Progressivement, le commandement comprend la nécessité de préparer les combattants à leur mission. Paraissent alors des livrets qui évoquent surtout les conduites à ne pas tenir envers les autochtones. À partir de 1949 sont ainsi distribués quatre-vingt mille exemplaires du Manuel à l’usage des combattants d’Extrême-Orient, un ouvrage survolé et négligé la plupart du temps par les soldats. Les officiers reçoivent des précis comme Images et Visages du Sud-Vietnam. En revanche, les militaires de l’armée d’Afrique restent inconscients des réalités indochinoises, malgré les « tuyaux » des vétérans.

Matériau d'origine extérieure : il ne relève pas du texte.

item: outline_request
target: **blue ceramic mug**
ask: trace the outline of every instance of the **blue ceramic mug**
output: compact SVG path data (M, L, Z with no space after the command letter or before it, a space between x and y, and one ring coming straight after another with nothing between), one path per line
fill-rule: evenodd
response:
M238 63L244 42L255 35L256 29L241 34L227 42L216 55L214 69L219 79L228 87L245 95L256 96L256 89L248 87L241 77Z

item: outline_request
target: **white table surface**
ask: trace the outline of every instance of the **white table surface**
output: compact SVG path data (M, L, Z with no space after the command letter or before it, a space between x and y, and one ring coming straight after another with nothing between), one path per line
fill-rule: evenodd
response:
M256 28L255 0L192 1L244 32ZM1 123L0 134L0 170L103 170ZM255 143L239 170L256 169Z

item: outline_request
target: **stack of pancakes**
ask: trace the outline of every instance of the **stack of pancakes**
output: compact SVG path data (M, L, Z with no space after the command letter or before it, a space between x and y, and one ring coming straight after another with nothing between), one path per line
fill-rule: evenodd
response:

Aussi la découverte et les premiers contacts surprennent-ils les uns et les autres. Le long des transports de troupes, dans la baie d’Along ou au débouché de la rivière de Saigon, des gamins qui offrent cigarettes et fruits inconnus, plongent pour récupérer une piécette sous les cris et les quolibets, étonnent les arrivants. Sur les quais, tous sont fascinés par le « grouillement industrieux de Jaunes de petite taille ». Les débarqués « individuels » sont surpris par les porteurs qui, en dépit de leur apparence si frêle, se chargent aisément de leurs cantines. Tous sont frappés par les sourires, la pauvreté de l’habillement, les femmes graciles, élégantes, souriantes, souvent gaies. Pour ces soldats, c’est une séduction immédiate, un émerveillement souvent accompagné de sifflements et de propos grivois. Cependant, des inquiétudes assaillent les nouveaux arrivés. Comment distinguer l’ennemi ?

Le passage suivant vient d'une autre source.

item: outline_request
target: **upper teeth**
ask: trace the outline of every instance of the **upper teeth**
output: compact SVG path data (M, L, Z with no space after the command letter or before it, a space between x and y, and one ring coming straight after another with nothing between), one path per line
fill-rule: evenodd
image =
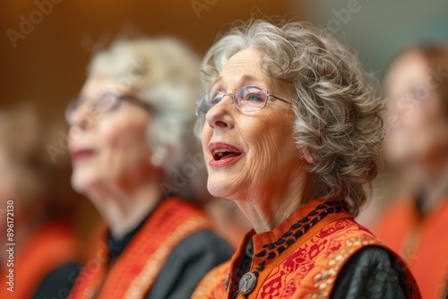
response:
M227 151L226 150L216 150L215 155L218 155L218 157L222 158L222 157L224 157L224 153L227 153L227 152L228 152L228 151Z

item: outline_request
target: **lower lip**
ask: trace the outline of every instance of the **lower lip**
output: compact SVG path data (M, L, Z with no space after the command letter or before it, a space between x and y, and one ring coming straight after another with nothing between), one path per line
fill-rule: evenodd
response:
M237 160L238 160L241 158L241 156L243 156L243 154L239 154L238 156L235 156L232 158L221 158L220 160L215 160L212 158L211 160L210 160L209 165L211 167L225 167L225 166L230 165L232 163L235 163Z
M93 151L84 152L82 154L76 154L73 157L73 163L80 163L80 162L88 160L89 158L92 158L93 155L94 155Z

Éphémères et superficielles, les premières rencontres se font lors des sorties autour des centres de transit. C’est l’initiation aux foules asiatiques et aux relations avec des prostituées vietnamiennes. Puis, au cours de leurs déplacements vers leurs lieux d’affectation, les soldats découvrent des habitants qui les déroutent. La réalité supplante l’imaginaire. Étonnement et ravissement prennent le pas sur la perplexité : sourires des enfants, femmes montagnardes à la poitrine découverte, jeunes filles qui se baignent nues devant eux… Et beaucoup de penser que tout ce qu’ils croyaient savoir n’était que fantaisie, erreur ou fanfaronnades. Les tirailleurs, de leur côté, s’imaginent parfois être au paradis avec des femmes si jolies. En revanche, les légionnaires, notamment les natifs des pays germaniques et slaves, regardent les autochtones avec un certain dédain raciste.
Rien n’est figé dans ces premiers contacts. En Cochinchine, en 1947, les rapports initiaux avec les paysans hoa hao restent extrêmement froids car ceux-ci ont combattu avec le Vietminh ; ils se détendent en 1948 puisque les Hoa Hao ont rejoint le corps expéditionnaire, pour redevenir limités quand, en 1951, certains groupes font dissidence et affichent leur neutralité.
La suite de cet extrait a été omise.